The Old Timer (Part 3: Inside and Outside the Box)

Author’s note: As you read this essay, please note it was composed in 2010, and though I believe the main ideas are still valid, I would make several different choices in how I present it were I writing it today. (I hope to compose an updated version within the next few years.) That said, I have left it in its original form to serve as an example of where a brain like mine was at the time of its publication.


This is the third part of an essay where I discuss the world of the original swing-era dancer; a person that, in many ways, was probably not like you and me. Read Part 1: A Classless Dance, here. Read Part 2: A Release of Energy, here.

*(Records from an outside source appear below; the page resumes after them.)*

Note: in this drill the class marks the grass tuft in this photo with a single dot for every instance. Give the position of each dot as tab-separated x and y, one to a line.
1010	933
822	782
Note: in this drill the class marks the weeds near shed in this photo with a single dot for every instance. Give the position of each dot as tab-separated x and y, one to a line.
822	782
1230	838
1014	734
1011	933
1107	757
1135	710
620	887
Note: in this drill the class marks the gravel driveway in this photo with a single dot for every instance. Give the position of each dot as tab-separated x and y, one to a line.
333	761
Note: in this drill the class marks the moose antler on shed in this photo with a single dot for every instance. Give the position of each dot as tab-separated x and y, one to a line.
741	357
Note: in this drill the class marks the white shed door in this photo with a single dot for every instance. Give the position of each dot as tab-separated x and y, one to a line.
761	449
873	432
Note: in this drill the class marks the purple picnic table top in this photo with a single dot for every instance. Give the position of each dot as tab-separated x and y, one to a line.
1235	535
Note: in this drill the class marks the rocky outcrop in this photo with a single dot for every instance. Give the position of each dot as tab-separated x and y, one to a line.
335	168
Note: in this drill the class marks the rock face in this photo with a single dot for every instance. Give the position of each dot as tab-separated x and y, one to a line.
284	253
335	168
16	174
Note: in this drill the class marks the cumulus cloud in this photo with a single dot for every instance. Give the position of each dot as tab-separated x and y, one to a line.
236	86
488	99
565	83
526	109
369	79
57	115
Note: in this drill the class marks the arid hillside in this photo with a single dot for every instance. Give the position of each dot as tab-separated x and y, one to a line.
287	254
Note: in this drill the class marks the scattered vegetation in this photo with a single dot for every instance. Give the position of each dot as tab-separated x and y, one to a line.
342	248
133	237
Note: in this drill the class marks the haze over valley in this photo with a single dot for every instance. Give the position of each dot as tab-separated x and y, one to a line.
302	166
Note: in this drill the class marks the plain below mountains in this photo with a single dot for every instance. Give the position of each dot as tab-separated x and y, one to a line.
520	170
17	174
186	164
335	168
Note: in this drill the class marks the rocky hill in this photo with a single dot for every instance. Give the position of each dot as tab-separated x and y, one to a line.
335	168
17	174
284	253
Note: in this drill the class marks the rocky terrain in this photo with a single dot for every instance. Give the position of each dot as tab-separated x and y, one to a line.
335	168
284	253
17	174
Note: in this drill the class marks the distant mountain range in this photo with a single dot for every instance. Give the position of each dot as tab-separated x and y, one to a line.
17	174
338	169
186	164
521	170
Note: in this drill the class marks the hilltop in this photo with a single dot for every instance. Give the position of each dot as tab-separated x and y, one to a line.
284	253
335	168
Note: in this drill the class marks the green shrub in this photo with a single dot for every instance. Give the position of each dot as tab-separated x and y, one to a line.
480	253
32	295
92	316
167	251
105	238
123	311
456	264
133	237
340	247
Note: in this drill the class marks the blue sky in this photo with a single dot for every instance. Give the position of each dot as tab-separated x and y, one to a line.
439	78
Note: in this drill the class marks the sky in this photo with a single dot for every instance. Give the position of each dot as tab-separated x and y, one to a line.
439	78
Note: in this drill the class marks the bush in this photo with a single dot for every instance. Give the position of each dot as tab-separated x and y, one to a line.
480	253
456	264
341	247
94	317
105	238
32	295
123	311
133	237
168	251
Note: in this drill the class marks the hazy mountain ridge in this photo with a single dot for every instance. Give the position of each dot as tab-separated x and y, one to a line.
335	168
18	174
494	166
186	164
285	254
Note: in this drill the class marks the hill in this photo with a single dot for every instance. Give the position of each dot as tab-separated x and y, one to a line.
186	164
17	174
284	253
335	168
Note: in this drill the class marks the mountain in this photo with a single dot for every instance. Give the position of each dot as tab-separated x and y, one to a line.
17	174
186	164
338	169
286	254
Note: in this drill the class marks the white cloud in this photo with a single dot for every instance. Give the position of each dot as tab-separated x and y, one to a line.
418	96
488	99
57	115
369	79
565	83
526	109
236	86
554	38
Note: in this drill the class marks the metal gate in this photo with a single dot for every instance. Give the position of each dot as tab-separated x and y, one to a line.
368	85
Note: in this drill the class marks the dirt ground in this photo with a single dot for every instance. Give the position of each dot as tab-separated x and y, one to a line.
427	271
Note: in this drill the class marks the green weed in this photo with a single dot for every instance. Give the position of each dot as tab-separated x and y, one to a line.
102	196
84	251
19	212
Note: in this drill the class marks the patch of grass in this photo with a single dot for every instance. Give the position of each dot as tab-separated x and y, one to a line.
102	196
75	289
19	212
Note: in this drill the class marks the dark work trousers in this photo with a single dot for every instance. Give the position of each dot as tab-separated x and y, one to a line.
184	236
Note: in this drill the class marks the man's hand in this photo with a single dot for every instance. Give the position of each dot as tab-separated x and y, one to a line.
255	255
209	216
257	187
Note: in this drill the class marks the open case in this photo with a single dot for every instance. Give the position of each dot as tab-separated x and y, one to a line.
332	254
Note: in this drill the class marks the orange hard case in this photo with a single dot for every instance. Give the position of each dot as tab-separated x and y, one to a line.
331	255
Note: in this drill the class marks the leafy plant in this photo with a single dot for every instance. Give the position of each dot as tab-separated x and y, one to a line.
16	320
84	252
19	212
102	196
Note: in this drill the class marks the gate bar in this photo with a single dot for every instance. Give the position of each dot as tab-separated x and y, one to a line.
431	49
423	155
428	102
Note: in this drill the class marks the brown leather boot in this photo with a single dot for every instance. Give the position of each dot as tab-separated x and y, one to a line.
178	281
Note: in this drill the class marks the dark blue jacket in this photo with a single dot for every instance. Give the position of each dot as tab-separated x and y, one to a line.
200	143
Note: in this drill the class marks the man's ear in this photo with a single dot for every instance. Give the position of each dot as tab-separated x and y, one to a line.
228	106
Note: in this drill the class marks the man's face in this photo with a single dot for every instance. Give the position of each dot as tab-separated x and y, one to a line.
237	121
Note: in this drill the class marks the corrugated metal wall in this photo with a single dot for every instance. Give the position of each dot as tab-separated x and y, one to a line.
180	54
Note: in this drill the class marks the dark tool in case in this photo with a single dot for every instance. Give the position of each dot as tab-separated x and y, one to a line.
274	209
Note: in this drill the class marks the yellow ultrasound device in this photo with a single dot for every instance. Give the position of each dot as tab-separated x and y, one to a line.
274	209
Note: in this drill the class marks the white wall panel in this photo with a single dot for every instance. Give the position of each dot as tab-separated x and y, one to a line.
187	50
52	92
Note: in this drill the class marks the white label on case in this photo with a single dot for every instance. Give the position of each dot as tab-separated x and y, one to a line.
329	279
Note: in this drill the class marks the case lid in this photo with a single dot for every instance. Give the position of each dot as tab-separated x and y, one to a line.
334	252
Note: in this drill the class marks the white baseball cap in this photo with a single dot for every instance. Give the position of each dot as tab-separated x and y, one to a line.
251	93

Inside and Outside the Box

In thinking about the dancing life of the old timers, something perhaps deceptively important is how consistent the music would have been to an original dancer: any swing music you would have heard at the Savoy in 1939 would have pretty much the same feeling; dancers didn’t have to change much about their pulse or style of dancing like a modern dancer, who might one moment be expected to dance to a 1925 Charleston song, the next a late period boogie woogie, and the next a 1950s Count Basie song, all of which ask for very different takes on the same basic movements.* I believe this meant an original dancer could get “into a groove” better throughout a night of dancing than a modern dancer might, not having to change the fundamental pulse and style hardly any at a night of dancing. (This leads to another topic which will be discussed in part 4.)

This confinement to a certain style of music would have been a limitation, a box, that helped shape the dance. Another great limitation we probably don’t think about much today would have been how many other styles of swing dancing an original jitterbugger would have seen.

I don’t think we can underestimate how much bigger the world was in the 1930s than it is now. If you were a regular working or middle-class person in the era, there was very little chance you had ever gone halfway around the country, much less dreamed of going abroad on vacation.

This meant, as a swing-dancer in the 1930s, you probably hardly ever saw anyone dance who wasn’t from your region. You might have taken train trips, or moved to a different city, but this was relatively few people compared to today. You might also have seen all the swing dance movies, like Buck Privates, but you’d have to spend a lot of money to be able to fathom what was going on with the dancing, since the movie would only play for a few weeks then be gone until the VCR came out fifty years later. Swing dancer and clip-studier Nick Williams, on the other hand, has probably seen Buck Privates hundreds of times, much more than anyone in the original swing era ever has.

So, there were obvious differences in the way people danced based on region.** There are lots of stories about how in some regions, even individual high schools had their own dance styles, and local teenagers could spot rival high-schoolers based on how they danced.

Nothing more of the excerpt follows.